HONG KONG (Reuters) – Hong Kong private home prices fell at a faster pace in June and dropped to the lowest since December 2020, official data showed on Wednesday, as homebuyers stayed on the sidelines due to an uncertain outlook and rising interest rates.
Home prices in one of the world’s most unaffordable housing markets slipped 1.1% last month from a month earlier, compared with a revised 0.2% decline in May.
Rates in Hong Kong tend to move in lockstep with U.S. rates, as its currency is pegged to the greenback, although they have lagged their U.S. equivalents in recent months.
But the market expected major banks in the city would likely raise their best lending rates this week, if the U.S. Federal Reserve raises rates sharply as expected later on Wednesday.
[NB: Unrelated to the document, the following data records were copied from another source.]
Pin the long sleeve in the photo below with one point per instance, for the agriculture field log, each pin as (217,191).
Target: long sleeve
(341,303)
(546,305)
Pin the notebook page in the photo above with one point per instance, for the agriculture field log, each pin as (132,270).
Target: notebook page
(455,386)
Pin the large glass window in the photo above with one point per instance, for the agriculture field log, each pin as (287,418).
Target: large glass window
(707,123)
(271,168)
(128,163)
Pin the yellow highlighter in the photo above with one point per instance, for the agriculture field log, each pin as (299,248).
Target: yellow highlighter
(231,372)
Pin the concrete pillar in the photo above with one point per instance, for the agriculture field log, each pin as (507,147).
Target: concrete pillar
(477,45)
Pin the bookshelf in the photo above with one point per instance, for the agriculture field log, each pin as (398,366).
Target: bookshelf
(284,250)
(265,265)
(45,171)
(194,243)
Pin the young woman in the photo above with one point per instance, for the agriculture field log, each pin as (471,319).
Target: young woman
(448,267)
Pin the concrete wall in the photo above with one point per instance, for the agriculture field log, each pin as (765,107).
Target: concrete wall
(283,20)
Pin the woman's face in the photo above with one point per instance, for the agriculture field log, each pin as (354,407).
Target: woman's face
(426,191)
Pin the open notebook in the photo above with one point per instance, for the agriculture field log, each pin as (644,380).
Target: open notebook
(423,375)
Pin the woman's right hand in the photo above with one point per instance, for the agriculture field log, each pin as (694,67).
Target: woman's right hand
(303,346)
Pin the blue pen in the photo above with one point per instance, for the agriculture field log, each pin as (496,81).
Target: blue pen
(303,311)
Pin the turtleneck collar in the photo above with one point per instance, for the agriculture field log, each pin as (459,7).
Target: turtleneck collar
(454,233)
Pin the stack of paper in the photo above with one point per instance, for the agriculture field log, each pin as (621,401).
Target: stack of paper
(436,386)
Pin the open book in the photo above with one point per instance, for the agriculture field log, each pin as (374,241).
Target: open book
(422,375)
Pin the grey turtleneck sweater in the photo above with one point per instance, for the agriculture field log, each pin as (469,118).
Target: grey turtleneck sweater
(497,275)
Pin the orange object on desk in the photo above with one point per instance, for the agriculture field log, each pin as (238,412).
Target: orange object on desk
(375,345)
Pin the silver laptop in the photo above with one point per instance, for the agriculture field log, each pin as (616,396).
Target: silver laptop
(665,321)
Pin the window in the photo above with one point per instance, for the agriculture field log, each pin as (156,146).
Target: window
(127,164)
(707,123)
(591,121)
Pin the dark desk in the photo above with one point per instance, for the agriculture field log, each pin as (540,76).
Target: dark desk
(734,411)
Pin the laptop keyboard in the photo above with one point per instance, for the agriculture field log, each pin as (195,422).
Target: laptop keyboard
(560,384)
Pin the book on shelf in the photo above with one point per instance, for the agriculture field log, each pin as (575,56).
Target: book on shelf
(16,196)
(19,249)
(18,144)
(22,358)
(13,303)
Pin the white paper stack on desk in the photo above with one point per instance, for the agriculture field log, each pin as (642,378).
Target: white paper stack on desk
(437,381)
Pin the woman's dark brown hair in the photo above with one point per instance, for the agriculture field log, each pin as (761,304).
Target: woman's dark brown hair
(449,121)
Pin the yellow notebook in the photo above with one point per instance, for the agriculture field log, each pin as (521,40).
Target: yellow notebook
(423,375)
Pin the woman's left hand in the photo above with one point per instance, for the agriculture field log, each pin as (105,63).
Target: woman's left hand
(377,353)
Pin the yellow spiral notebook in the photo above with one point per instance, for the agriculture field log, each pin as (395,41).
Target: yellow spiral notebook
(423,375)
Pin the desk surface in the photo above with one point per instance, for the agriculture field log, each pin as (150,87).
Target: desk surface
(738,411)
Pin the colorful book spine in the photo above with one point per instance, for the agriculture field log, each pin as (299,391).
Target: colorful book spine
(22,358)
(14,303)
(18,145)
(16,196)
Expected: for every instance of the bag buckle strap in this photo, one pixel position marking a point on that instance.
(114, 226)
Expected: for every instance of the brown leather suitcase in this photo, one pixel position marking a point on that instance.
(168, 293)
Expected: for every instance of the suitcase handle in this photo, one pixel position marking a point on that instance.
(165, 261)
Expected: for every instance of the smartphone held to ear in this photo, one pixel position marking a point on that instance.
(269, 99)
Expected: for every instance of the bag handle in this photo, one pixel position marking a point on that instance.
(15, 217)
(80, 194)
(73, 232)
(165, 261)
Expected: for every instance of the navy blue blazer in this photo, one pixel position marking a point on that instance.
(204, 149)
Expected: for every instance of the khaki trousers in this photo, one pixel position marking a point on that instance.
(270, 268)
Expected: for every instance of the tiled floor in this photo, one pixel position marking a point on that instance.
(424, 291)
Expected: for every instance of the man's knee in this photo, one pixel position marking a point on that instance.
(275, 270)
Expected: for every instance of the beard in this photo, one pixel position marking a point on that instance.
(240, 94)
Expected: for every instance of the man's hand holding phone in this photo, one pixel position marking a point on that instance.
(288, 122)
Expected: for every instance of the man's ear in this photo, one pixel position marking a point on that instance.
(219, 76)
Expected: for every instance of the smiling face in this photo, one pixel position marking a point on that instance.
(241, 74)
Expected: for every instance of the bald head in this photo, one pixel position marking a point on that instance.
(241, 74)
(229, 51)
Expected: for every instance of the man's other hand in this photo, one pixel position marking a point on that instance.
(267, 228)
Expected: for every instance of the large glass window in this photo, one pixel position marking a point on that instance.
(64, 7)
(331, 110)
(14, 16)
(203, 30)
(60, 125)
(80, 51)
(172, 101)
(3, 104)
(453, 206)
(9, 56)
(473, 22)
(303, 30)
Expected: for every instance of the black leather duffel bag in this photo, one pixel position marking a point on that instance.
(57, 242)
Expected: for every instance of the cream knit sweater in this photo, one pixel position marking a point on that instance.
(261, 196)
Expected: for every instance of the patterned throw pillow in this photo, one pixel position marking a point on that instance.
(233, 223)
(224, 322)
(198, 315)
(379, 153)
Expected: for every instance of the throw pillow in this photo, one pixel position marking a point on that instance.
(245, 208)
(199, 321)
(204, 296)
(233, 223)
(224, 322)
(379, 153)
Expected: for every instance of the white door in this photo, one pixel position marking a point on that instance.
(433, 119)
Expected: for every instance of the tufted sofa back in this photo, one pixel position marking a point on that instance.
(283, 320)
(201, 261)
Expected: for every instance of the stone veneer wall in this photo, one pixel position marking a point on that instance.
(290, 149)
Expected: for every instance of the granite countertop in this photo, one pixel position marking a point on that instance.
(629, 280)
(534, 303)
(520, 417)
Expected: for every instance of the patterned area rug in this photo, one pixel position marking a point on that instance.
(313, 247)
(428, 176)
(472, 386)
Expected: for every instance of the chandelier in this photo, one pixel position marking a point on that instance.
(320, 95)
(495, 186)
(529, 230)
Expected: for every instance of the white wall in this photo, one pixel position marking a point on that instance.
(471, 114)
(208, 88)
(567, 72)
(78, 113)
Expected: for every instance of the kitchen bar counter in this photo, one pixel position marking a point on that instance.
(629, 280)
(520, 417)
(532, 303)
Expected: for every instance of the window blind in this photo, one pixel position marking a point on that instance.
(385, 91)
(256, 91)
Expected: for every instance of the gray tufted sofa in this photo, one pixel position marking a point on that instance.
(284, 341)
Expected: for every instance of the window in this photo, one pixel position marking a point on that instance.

One month Hibor – the Hong Kong Interbank Offered Rate, a benchmark used for pricing mortgages – last week rose to its highest since May 2020.
“A rise in interest rates will affect housing transactions in the short term,” said Martin Wong, Greater China head of research & consultancy at Knight Frank, adding that it would have more of a psychological impact rather than an actual impact of lowering buyers’ repayment ability.
Home prices in the financial hub have dropped 3.4% so far this year.
Hong Kong’s economy buckled this year under some of the world’s most stringent restrictions to contain COVID-19 outbreaks but sentiment improved after the city eased most of the measures and there were waves of new development launches.